Игорек кивнул и сказал:
— Слушай, а если ей ликерчику в кофе? Чтобы расслабилась? — Он хихикнул.
— А ведь это мысль! — обрадовался Монах. — Давай!
…Они сидели в мягких кожаных креслах вокруг журнального столика, пили кофе. Монах с интересом поглядывал на Лару, с удовлетворением отмечая, что девушка перестала стесняться, щеки раскраснелись, глазки заблестели. Игорек вился мелким бесом, пододвигая ей печенье, рассказывая о новых моделях. Голова его сверкала в свете ламп дневного света, переливались разноцветные стеклянные бусы на груди и кольца на черных гибких пальцах. Монах подумал, что дизайнер похож на новогоднюю елку.
— Мы убираем летние модели, — щебетал Игорек. — Абсолютно замечательные вещички, причем ваш размер. Почти задаром. У вас сорок шестой, если не ошибаюсь.
— Сорок восьмой!
— Сорок шестой! У меня глаз наметан: сорок шесть. Олежка, скажи.
Монах прищурился:
— Сорок восемь. Лара права. Пари? — Он протянул Игорьку руку.
— Пари! — выкрикнул тот азартно, хватая увесистую ладонь Монаха. — На что? Если я прав, ты соглашаешься!
— Лара, разбей! — приказал Монах. — Если я проиграю, то готов надеть купальный костюм «Ностальгия». А если проиграешь ты, мой юный друг, то…
— Ставлю свой любимый изумруд! — Игорек потрогал сережку.
— Лара! — снова воззвал Монах.
Лара, покраснев, легонько хлопнула по их сцепленным рукам.
— Лара, встаньте! — приказал Игорек. — Сюда, на середину!
— Ну что вы… не нужно! — Она вспыхнула.
— А пари? — напомнил Монах. — А моральная поддержка?
— Лара, я провожу вас в кабинку. Олежка, мы сейчас.
Лара беспомощно взглянула на Монаха. Тот ободряюще кивнул. Она, оглядываясь, пошла за Игорьком. Как на заклание, подумал Монах и потер руки в предвкушении зрелища.
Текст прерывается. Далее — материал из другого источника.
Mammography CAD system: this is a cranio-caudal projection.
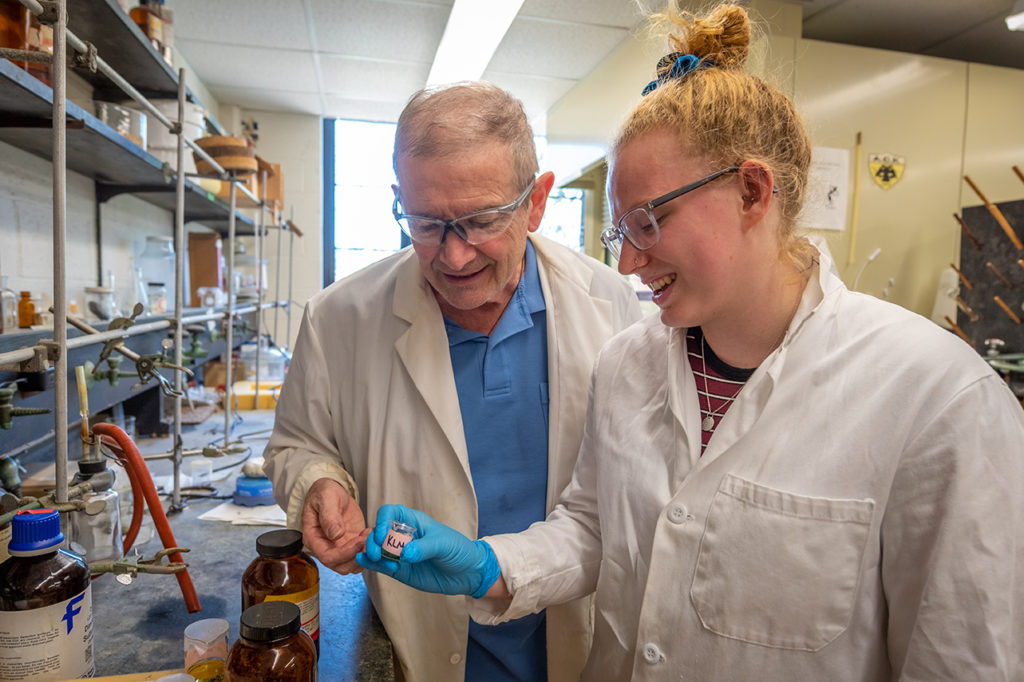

Он представил, как будет рассказывать Добродееву про Лару, и ухмыльнулся.
Лара появилась минут через пятнадцать в том самом зеленом с голубым сарафанчике с витрины, который заприметил Монах. Монах захлопал в ладоши.
— Браво! Красивое платье!
— Сорок шесть! — объявил сияющий Игорек. — Ты проиграл.
Лара стояла как на сцене — смущенная и гордая. В коротком зеленом с голубым сарафанчике на бретельках, похожая на куклу. Монах подумал, что у нее красивые ноги. Она даже как балерина крутнулась на носочках, приподнимая пышную юбочку двумя пальчиками.
— Один раз не считается! — сказал Монах. — Давай еще. Эту одежку мы берем.
— Пошли, Лара! — Игорек схватил девушку за руку, и она безропотно пошла за ним.
— Суета сует, — сказал себе Монах и долил ликеру в кофе. — Кажется, мы выпустили джинна из бутылки. Добродеев обзавидуется — пропустить такой потрясный спектакль!
Лара вернулась в светло-синем платье с широкими плечами и узкой юбкой с разрезом. Монах вытаращил глаза — перед ним стояла красивая молодая женщина с яркими глазами. «Прическу бы…» — подумал он.
— «Синее ретро»! — объявил Игорек. — Моя любимая модель. От себя отрываю.
— Берем!
— А сколько оно стоит? — пролепетала Лара.
— Дам скидку, — пообещал Игорек.
…Это был мини-показ с одной моделькой и одним зрителем. Лара выходила то в длинной черной юбке и кремовой шелковой блузке с перламутровыми пуговичками, с широкими рукавами, присобранными на узких запястьях; то в брюках цвета хаки и толстой вязки свитере цвета тыквы; то в сером офисном костюме: жакет, белая строгая блузка, юбка миди, нитка жемчуга; то в джинсах и легком черном свитерке с желтым шарфом в несколько рядов вокруг шеи…
Игорек был распираем от гордости; Монах доливал ликер в чашку и от души наслаждался. Лара вошла в роль: движения стали танцующими, глаза лучились, губы улыбались; она вертелась перед Монахом, ходила туда-сюда, красиво поворачивалась и поводила плечами, явно подражая виденным на экране моделям; в ней даже проклюнулось несвойственное ей кокетство. Монах не выдержал и подмигнул; Лара вспыхнула.